A clinical coder codes procedures done and diagnoses made in order to properly bill the patient's medical insurance. The codes are found in several large manuals, and the coder must determine from the medical record which codes to assign. Clinical codes are also used to compile statistics, such as morbidity and mortality.
The clinical coder must have a firm grasp of medical terminology, anatomy, and physiology, as well as a working knowledge of diseases, conditions, and treatments. These will all help in finding the correct code. If the clinical coder makes a mistake, the patient's insurance claim could be rejected or statistics could come out wrong. This requires the coder to have strong analytical skills and attention to detail.
Every procedure performed has a code assigned to it, called a Current Procedural Terminology (CPT) code. The clinical coder must decide which CPT code to use. Each CPT code also has an assigned International Classification of Diseases (ICD) code, which relates to the diagnosis. The CPT code must be found first, or the final coding will come out wrong.
The kinds of codes used will vary by the type of facility the clinical coder is working for. Facilities where a clinical coder might work include doctors' offices, nursing homes, hospitals, and insurance companies. Clinical coders that work for insurance companies verify the codes submitted on patient insurance forms.
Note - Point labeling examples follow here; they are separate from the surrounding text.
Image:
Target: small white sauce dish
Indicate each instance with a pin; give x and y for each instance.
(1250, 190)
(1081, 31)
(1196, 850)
Coders must also have people skills. While most of the work of a coder is done alone at a desk, it might sometimes be necessary to clarify details with a health care provider. Sometimes, an insurance company will call to have the coder verify the codes submitted. Coders who work for insurance companies may need to call coders at other facilities to verify submitted codes.
There are six different certification exams clinical coders can take. Some can be taken right after the coding eduction is complete, and some require at least one year of work experience in the field. The two organizations in the United States that offer certification are the American Health Information Management Association and the American Academy of Professional Coders. Some certifications are based on the type of facility the coder wishes to work for.
Clinical coder training is usually either a one year diploma or a two year associate's degree. Some programs may even be shorter. There are both online and on-campus options available for coding students. Both the college and medical coding program should be accredited in order for the student to become a certified clinical coder.